A bipartisan group of members of Congress, led by Senator Richard Blumenthal (D-CT), Senator Lindsey Graham (R-SC), Representative Sylvia Garcia (D-TX), and Representative Ann Wagner (R-MO) has introduced the Eliminating Abusive and Rampant Neglect of Interactive Technologies Act (EARN IT Act). This bill will incentivize technology companies to proactively search and remove child sexual abuse imagery on their platforms.

The distribution of child sexual abuse images and video has reached crisis proportions globally. In 2021, the National Center for Missing and Exploited Children received more than 29.3 million CyberTipline reports containing over 84.9 million images, videos, and other content related to suspected child sexual exploitation. Many of these images and videos depict the actual rape of children. These images are produced, collected, and redistributed by individuals with a sexual interest in children. Each time a child’s abuse images are recirculated because of failures to detect known images and remove them, that child’s privacy is violated. Imagine having the worst moments of your personal life being shared by millions of offenders around the world.

Despite the proliferation of these crimes scene images, online child sexual exploitation has not received a consistent and forceful response from the technology industry.

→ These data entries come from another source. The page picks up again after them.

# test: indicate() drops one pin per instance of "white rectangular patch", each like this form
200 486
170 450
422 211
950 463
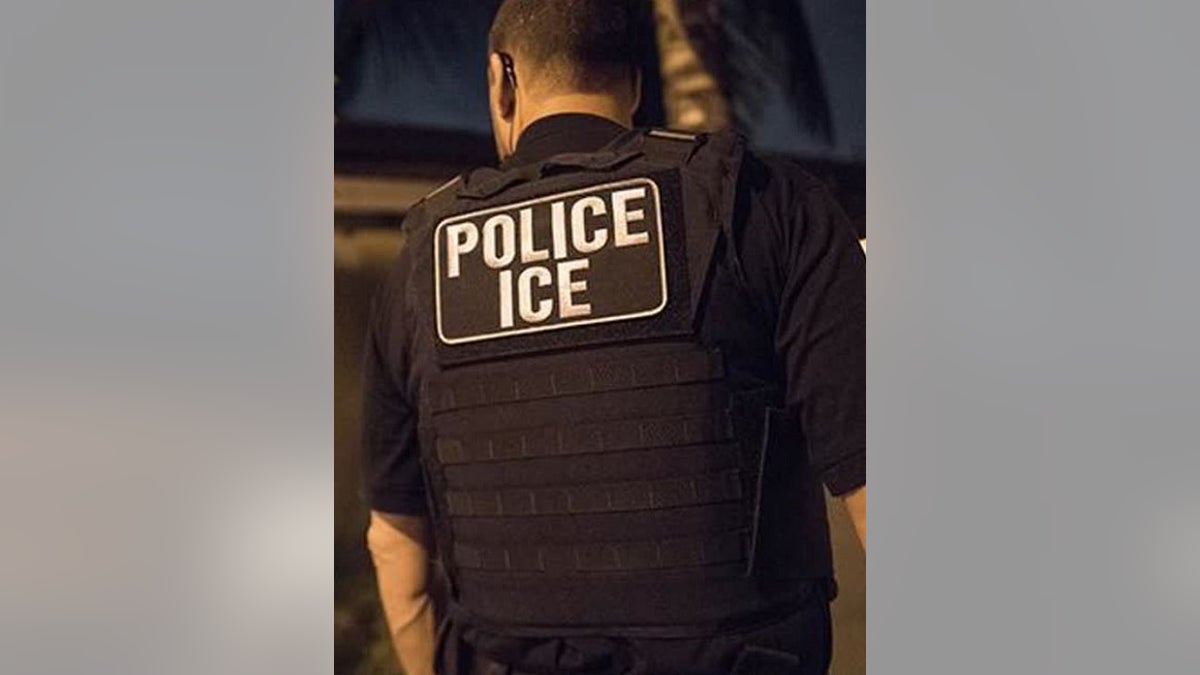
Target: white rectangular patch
571 258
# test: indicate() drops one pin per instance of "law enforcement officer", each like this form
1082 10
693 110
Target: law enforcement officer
606 382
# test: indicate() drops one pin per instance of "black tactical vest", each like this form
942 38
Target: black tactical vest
595 465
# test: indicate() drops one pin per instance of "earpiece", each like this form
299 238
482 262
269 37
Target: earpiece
510 73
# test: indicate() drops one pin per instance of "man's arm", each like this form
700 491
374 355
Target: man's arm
856 505
400 548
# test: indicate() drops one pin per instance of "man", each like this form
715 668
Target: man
605 382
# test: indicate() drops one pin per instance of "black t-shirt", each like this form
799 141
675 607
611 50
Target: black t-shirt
805 275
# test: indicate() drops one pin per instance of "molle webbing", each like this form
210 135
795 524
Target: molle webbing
593 471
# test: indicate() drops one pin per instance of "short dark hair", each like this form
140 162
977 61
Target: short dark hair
583 43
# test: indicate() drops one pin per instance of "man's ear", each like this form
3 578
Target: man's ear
503 97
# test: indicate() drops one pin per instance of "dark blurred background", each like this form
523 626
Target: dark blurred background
412 113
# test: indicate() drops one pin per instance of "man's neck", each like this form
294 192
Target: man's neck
600 106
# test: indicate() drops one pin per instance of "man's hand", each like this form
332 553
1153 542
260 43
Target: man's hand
856 505
400 548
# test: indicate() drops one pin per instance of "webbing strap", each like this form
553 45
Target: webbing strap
616 556
586 438
663 369
639 495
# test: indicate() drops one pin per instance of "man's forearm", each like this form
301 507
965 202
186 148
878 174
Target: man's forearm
401 557
856 506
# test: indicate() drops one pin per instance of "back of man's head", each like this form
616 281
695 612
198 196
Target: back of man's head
576 45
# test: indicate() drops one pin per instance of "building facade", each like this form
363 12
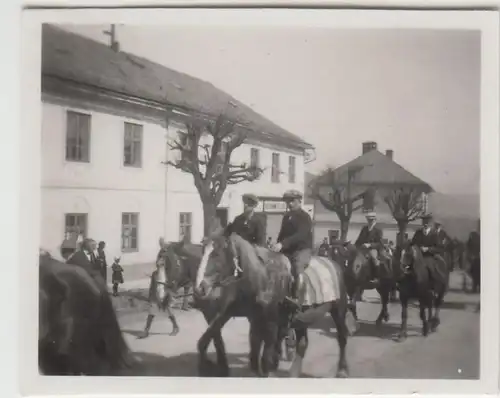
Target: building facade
104 153
378 173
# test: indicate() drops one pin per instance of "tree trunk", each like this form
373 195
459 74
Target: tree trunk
402 227
344 228
209 215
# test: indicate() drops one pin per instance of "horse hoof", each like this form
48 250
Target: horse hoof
342 374
223 371
207 368
401 337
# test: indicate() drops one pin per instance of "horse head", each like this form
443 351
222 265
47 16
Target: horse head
216 264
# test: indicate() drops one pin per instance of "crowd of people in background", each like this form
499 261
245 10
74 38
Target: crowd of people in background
90 255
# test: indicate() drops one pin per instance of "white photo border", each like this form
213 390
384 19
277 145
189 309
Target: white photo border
30 198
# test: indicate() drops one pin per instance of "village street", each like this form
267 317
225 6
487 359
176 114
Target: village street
451 353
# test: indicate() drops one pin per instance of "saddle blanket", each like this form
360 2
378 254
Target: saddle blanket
322 281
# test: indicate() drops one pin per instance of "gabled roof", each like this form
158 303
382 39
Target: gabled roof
70 56
379 169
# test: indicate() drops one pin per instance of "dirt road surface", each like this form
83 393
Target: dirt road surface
450 353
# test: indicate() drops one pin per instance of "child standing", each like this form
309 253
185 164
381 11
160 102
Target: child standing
117 276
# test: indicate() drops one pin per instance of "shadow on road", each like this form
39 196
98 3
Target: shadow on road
186 365
386 331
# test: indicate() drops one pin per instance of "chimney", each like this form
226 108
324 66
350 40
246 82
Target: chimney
115 46
369 146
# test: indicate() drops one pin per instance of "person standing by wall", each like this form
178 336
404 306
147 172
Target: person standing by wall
101 261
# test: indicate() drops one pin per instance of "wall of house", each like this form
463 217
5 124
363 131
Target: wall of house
183 194
103 188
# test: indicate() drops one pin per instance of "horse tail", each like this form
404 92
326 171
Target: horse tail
114 348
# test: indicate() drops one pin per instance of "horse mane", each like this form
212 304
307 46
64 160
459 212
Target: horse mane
269 281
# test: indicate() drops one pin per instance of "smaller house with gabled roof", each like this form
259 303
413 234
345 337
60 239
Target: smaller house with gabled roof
373 169
105 134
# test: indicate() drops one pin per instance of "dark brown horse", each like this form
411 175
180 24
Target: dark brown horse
426 279
78 328
259 294
176 269
358 275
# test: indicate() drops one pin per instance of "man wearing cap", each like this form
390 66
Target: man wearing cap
295 240
247 224
86 258
371 238
426 238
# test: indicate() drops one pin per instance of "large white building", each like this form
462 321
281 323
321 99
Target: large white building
105 140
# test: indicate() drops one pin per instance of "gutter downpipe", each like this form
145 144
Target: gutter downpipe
165 199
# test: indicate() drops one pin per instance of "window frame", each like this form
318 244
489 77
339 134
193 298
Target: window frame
275 169
255 161
76 137
292 169
133 141
76 216
123 228
184 224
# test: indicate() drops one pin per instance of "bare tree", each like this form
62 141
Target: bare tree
337 195
210 163
406 205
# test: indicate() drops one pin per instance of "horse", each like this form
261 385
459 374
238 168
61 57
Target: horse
260 292
358 273
78 328
176 269
427 280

Forty-eight percent of all child sexual abuse material (CSAM) flagged for removal by the Canadian Centre for Child Protection had previously been reported to the electronic service provider (ESP). This implies that technology companies are allowing the same images to be redistributed over and over on their networks. It also is indicative that they are not building robust libraries of known CSAM hashes and using these hashes to filter for known CSAM, which tools like PhotoDNA make it easy to do.

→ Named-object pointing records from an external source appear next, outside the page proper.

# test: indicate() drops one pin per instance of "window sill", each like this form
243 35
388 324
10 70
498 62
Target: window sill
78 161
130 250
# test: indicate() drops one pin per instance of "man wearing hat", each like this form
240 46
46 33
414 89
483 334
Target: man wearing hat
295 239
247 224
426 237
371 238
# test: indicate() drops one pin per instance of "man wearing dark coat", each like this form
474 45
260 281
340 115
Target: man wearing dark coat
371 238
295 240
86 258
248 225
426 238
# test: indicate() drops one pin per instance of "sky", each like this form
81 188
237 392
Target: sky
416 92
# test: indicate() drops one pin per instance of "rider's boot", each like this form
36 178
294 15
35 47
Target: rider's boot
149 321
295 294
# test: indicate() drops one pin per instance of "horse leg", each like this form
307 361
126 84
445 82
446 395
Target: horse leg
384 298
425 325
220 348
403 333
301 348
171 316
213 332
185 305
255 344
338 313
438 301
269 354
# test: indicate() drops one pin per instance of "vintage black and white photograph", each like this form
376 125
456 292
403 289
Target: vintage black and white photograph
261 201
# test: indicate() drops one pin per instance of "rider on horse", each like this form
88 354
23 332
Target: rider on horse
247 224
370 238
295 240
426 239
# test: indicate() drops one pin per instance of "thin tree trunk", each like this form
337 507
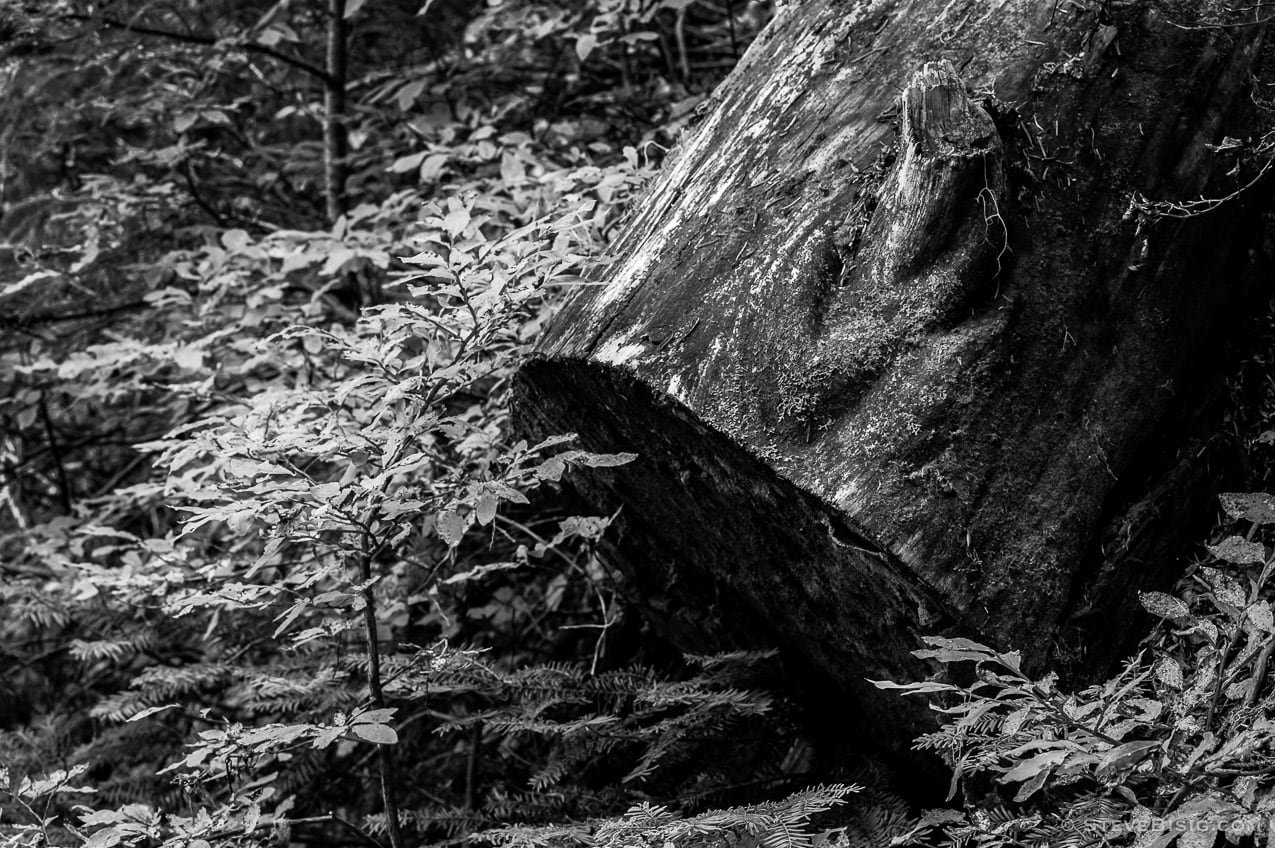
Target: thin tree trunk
334 135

Technology companies have the power to detect, remove, and stop the distribution of these illegal images. Until now, they have had no incentive to do so because there have not been any consequences for inaction.

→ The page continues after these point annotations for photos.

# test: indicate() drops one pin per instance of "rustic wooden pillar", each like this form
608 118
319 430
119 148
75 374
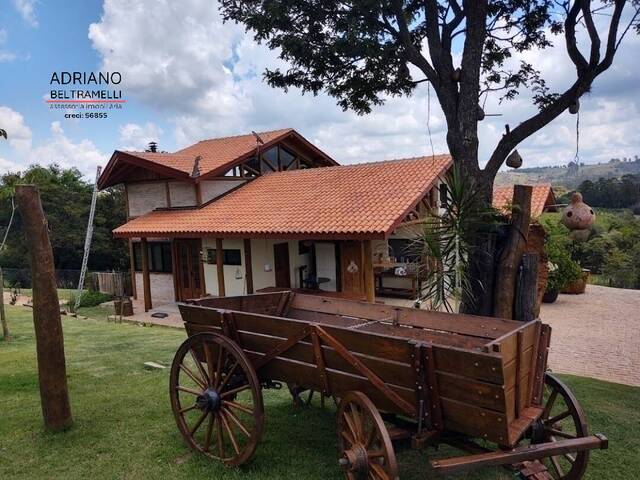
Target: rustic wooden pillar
248 266
505 282
3 319
52 376
220 267
367 271
527 288
146 281
132 267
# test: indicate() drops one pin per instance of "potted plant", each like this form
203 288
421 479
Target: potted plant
562 269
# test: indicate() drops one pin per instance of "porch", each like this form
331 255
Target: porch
229 267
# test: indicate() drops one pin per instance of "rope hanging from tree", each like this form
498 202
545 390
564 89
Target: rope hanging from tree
6 233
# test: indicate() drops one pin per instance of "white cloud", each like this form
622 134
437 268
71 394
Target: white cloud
26 9
57 148
18 133
205 78
5 55
137 137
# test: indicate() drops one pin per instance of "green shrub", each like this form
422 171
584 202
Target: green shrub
563 269
89 298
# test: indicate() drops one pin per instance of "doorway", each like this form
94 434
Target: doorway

This bill does not impact sex workers, it exclusively targets sexually abusive images of children. Children can never be sex workers; they are child sex abuse victims.

The EARN IT Act will:

• Update federal statutes to use the term CSAM instead of child pornography. The term child pornography fails to describe the true nature of the videos and images and undermines the seriousness of the abuse. ​

• Remove immunity for social media and technology companies that knowingly facilitate or profit from the distribution of CSAM on their platforms.

• Establish a commission of survivors, technology representatives, and government stakeholders to create recommendations and voluntary best practices for tech companies to respond to the global pandemic of online sexual exploitation of children.

"Child sexual abuse material is crime scene evidence; it is documentation of a child's abuse and torture,” said RAINN President Scott Berkowitz. “We should be doing everything possible to not only remove these images from the internet but bring the producers and distributors of these images to justice. The EARN IT Act is a critical step and we thank Sen. Blumenthal, Sen. Graham, Rep. Garcia, and Rep. Wagner for their leadership."